Dans l'immédiat, le groupe prévoit en 2017 d'accroître son chiffre d'affaires « au-delà de l'impact d'Avtovaz (à taux de changes constants) ».

Avtovaz, constructeur russe en difficulté et renfloué en 2016 par Renault, sera consolidé pour la première fois dans les comptes 2017, et M. Ghosn a prévu un retour aux bénéfices en 2018 à la faveur d'un plan de redressement.

En 2015, Nissan, dont Renault détient 43,4 %, avait contribué aux deux tiers du résultat net du groupe français. L'année dernière, la contribution du constructeur japonais a représenté la moitié des bénéfices: 1,74 milliard d'euros. Avtovaz a en revanche eu un effet négatif de 89 millions d'euros dans les comptes, après -620 millions en 2015.
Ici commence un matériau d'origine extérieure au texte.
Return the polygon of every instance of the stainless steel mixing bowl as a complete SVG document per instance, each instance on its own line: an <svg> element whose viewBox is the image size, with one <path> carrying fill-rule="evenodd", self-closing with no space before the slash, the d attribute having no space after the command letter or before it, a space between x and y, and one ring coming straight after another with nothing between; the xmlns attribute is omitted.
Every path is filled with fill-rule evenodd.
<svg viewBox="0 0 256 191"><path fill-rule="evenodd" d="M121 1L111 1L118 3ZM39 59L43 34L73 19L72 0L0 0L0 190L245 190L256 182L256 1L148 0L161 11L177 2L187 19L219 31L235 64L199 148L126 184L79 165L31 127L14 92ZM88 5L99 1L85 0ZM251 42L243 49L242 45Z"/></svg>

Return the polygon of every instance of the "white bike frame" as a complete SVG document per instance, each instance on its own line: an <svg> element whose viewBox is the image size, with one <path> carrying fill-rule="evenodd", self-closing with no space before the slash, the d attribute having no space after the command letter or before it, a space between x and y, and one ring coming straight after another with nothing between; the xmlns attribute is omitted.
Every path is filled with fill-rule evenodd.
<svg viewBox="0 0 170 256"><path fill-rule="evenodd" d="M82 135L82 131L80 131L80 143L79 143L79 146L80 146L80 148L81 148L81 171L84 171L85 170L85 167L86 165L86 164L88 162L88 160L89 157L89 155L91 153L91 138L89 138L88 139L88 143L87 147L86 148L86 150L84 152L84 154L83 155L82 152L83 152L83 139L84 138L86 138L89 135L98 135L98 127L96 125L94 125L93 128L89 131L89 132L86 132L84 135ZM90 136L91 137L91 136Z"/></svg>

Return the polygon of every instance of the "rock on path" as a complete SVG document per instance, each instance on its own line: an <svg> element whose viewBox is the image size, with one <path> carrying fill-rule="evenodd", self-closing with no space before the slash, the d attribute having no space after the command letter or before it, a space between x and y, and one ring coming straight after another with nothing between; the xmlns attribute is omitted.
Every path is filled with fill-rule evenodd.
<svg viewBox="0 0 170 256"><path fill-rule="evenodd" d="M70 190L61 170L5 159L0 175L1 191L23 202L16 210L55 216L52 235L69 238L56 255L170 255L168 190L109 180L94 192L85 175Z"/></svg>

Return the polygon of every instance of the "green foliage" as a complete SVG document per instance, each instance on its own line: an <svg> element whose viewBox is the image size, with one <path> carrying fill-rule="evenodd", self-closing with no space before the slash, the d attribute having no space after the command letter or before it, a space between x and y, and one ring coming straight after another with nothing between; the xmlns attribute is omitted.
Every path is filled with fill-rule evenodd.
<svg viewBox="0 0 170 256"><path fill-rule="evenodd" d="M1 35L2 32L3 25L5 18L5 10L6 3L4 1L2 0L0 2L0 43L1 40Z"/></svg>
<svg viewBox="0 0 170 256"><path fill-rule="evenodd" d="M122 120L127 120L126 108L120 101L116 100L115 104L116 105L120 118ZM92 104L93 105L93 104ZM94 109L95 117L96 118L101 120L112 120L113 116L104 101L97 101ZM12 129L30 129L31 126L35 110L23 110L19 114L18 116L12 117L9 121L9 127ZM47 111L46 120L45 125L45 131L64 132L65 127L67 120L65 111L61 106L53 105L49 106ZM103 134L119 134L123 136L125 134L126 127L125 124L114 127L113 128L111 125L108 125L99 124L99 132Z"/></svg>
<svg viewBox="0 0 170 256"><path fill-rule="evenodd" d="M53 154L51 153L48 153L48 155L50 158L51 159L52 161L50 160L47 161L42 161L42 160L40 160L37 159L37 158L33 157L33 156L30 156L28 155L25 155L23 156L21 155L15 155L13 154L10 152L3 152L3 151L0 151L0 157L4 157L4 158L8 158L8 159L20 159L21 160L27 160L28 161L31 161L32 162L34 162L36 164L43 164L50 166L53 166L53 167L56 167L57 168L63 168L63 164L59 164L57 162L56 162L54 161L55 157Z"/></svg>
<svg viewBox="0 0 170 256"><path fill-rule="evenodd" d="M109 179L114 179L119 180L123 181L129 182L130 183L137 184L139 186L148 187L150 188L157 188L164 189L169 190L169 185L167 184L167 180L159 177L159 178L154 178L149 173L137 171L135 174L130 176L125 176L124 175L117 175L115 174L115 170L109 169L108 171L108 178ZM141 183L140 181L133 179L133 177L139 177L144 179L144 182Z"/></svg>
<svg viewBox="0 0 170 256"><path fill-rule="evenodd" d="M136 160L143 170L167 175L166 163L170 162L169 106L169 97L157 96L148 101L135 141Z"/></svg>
Enfin, Renault a annoncé qu'il n'avait pas passé de provisions pour faire face aux éventuelles conséquences financières d'une affaire d'émissions de moteurs diesel qui lui vaut d'être visé par une information judiciaire en France pour « tromperie ».

Répétant vendredi qu'« il n'y a pas de triche chez Renault », M. Ghosn a remarqué que son entreprise n'avait pas accès au dossier judiciaire mais que l'« on sait ce qu'on a dans nos moteurs. Et quand on regarde ce qu'il y a dans nos moteurs, on n'a pas besoin de passer des provisions ».